FWIW, I think Men’s Mysteries are important for similar, albeit slightly different reasons. Kyriarchy damages men too, just in different ways, and I think men can and should be allowed to explore what masculinity means to them in a spiritual context if they feel the need. But that doesn’t mean excluding trans men from that either, because (say it with me now), trans men’s experience is part and parcel of Men’s Mysteries. Because, you know, they’re men. And hell, we should make some Genderqueer Mysteries too, while we’re at it. Do we even have those? Why the hell not, if not?

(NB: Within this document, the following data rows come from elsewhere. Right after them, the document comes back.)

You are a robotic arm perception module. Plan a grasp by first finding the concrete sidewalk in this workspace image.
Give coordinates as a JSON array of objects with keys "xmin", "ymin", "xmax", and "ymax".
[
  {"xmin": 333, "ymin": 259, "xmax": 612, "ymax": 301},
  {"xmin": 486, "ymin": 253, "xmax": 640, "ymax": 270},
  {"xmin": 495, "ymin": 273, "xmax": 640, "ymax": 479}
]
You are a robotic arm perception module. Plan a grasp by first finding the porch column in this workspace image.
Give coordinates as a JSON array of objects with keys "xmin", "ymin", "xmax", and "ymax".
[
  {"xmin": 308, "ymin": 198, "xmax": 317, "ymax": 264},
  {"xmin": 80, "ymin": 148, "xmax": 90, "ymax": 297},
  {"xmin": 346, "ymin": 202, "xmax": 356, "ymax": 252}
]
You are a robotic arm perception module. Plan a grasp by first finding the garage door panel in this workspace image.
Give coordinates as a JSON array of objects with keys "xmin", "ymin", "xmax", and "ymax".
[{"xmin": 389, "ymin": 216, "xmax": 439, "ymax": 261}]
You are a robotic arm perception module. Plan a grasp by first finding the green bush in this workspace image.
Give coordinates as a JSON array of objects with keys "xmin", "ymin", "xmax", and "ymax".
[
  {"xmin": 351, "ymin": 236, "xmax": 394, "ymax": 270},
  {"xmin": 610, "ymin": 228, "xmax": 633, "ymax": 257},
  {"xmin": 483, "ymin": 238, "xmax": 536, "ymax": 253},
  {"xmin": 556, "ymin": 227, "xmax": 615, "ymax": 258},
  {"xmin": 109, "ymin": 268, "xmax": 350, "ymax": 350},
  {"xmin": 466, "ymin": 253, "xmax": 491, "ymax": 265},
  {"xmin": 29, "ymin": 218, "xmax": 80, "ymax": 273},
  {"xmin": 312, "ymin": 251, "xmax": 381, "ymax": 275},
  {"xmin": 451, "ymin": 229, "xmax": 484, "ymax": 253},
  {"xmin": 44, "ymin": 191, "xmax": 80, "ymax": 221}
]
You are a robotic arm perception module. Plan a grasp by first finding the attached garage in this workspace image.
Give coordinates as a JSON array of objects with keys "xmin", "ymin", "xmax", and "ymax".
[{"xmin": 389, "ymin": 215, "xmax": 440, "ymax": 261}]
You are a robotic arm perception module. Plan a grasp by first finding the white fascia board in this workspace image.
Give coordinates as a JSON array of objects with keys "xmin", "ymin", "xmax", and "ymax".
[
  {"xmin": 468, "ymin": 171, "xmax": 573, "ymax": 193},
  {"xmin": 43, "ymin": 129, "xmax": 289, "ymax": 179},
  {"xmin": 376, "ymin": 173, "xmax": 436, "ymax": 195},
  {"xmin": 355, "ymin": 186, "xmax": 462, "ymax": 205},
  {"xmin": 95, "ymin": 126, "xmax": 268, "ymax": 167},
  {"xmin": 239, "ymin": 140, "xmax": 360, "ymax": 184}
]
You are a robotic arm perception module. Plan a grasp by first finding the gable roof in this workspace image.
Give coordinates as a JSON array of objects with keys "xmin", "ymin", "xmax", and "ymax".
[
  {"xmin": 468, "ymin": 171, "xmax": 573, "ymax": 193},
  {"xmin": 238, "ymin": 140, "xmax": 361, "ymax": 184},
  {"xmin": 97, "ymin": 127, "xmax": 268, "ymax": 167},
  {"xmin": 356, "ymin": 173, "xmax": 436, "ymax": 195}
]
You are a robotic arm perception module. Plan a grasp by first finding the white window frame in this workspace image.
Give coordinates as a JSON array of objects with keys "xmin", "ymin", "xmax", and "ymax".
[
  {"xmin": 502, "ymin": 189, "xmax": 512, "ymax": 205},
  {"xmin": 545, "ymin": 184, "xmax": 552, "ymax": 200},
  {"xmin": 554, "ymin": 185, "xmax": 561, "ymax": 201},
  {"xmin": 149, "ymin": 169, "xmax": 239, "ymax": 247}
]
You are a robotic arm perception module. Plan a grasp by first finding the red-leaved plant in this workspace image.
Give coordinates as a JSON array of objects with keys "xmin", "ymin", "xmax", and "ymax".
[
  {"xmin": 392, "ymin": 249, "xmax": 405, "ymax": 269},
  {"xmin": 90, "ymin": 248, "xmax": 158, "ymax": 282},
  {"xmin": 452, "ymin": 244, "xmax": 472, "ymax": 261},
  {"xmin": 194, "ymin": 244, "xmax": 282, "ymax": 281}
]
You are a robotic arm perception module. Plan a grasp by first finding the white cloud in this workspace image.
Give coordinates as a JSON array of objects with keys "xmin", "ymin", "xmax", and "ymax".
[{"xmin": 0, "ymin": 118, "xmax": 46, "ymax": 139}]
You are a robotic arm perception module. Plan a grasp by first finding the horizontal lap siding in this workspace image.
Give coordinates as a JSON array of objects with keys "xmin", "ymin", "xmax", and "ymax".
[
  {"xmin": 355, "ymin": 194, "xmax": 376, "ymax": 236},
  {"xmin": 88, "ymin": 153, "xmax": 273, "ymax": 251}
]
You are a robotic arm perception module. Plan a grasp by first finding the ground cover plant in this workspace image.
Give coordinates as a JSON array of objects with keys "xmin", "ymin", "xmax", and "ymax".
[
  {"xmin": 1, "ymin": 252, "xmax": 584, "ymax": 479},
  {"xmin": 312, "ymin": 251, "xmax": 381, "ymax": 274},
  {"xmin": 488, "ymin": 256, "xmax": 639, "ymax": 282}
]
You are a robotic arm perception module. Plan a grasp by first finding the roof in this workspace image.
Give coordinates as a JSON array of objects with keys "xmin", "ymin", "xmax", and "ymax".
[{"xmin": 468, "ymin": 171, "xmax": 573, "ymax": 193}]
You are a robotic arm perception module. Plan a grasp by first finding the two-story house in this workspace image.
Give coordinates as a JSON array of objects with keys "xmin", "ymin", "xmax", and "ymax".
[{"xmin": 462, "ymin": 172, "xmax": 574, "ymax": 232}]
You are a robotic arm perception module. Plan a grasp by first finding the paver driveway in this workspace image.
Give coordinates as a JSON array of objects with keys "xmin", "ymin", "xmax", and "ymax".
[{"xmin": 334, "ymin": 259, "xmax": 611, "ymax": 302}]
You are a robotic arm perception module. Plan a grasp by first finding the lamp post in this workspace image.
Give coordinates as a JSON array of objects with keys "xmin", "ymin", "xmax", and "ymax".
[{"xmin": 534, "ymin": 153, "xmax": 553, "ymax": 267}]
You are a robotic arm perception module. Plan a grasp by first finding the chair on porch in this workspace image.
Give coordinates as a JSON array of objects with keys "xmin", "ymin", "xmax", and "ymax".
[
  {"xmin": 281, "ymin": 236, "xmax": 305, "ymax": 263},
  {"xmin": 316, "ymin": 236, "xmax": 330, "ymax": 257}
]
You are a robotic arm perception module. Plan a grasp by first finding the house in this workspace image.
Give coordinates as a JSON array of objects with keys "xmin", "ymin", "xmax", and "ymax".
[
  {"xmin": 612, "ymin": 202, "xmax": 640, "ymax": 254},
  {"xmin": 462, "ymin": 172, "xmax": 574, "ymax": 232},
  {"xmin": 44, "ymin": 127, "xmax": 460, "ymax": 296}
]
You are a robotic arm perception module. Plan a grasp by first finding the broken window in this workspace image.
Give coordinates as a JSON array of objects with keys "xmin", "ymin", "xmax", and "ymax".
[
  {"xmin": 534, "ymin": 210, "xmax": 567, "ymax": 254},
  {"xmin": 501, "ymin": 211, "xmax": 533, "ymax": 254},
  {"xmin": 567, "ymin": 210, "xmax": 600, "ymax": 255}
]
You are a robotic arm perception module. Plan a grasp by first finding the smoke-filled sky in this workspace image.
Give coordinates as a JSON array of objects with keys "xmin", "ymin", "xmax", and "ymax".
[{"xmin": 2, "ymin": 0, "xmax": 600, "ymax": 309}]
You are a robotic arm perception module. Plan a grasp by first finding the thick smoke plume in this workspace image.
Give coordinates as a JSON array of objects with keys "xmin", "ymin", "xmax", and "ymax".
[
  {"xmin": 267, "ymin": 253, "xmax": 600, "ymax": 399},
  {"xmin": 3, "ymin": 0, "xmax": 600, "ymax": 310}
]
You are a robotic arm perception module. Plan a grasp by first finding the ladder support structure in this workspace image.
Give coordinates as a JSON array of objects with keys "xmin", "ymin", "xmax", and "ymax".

If you take absolutely nothing else from this post, take this: if you truly hold a worldview that the Divine is immanent, and that everything is sacred because of this, then you must strive to make that worldview reflected in every aspect of your life or else you have entirely missed the point of the path you purport to walk. It does not demand perfection, merely the deepest yearnings for it, and the strenuous working toward making it a reality. If your life does not reflect your practice, perhaps you need to seriously examine both.